Government ordered to put in place consultation process by Sept. 30

A herd of caribou stand in a forest
The Quebec government ‘should have launched a consultation process a long time ago,’ wrote Judge Marie Cossette in her decision rendered on June 21.  (Submitted by Jean-Simon Bégin)

CBC Indigenous: Innu leaders are welcoming a court decision requiring the Quebec government to put in place a separate consultation process with them to protect woodland caribou by Sept. 30. 

The Quebec government “failed to fulfil its obligation” to consult with Indigenous communities regarding the strategy to protect caribou herds — “a failure that it still ongoing,” a Quebec Superior Court decision reads.

The decision constitutes the court’s response to an appeal initiated by the councils of Essipit and Mashteuiatsh, Innu communities located about 110 and 150 kilometres from the city of Saguenay, respectively.

In the appeal they initiated in February 2022, the councils argued Quebec had failed in its constitutional obligation to consult them in the development of a caribou protection strategy.

“There is an urgency to act” and the government “should have launched a consultation process a long time ago,” wrote Judge Marie Cossette in her decision rendered last Friday. 

Gilbert Dominique, head of the Innu Council of Mashteuiatsh, says the decision is a “big step forward in the recognition and protection of our ancestral rights.” 

“For us, it’s clear that this will change the way the Quebec government does things in terms of consulting with First Nations people,” he said. 

Dominique said his community is culturally tied to the caribou and seeing the decline of the population in Quebec is “totally unacceptable.”

The government has been promising caribou protection measures since at least 2016 in the Innu communities of Essipit and Mashteuiatsh, located in the Côte-Nord and Saguenay—Lac-Saint-Jean regions, Dominique said. 

In April, the Quebec government announced a $59.5-million plan to safeguard Charlevoix’s boreal caribou and the Gaspésie mountain caribou, including better protecting an area of ​​96 square kilometres in Mont-Vallières-de-Saint-Réal.
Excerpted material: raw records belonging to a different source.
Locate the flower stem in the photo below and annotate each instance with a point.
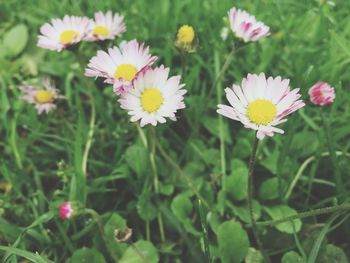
(250, 199)
(156, 183)
(320, 211)
(90, 133)
(222, 70)
(204, 231)
(337, 174)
But earlier this month, Federal Environment Minister Steven Guilbeault recommended the adoption of an emergency decree to protect the animal as some herds cross the “threshold of near-disappearance.” Guilbeault has long denounced what he’s described as a lack of commitment from Quebec to protect its dwindling caribou population.

Dominique said “certain large massifs which shelter the caribou must be protected” to avoid the disappearance of the species. He also emphasized the importance of halting the construction of new forest roads — which relies on the extraction of wood within the species’ habitat — and restoring certain wooden pathways.

‘More than stakeholders’ 

Quebec’s Environment Ministry said it would study the court’s decision before commenting.

But Ghislain Picard, regional chief of Quebec and Labrador for the Assembly of First Nations, doesn’t think it’s that complicated to understand. 

“They just have to read that one line. They failed on their obligation to consult Indigenous peoples and they have to act on it,” he said. 

“Our people have to be consulted because our people are more than stakeholders, they are rights holders, so that demands an approach by Quebec that in a way is non-existent.”

A man looks away from the camera.
Ghislain Picard, regional chief of Quebec and Labrador for the Assembly of First Nations, says time is of the essence when it comes to protecting Quebec’s caribou population. (Ivanoh Demers/Radio-Canada)

Picard said with the herds dwindling, the Quebec government needs to get to work fast in collaboration with Innu communities to protect the caribou. 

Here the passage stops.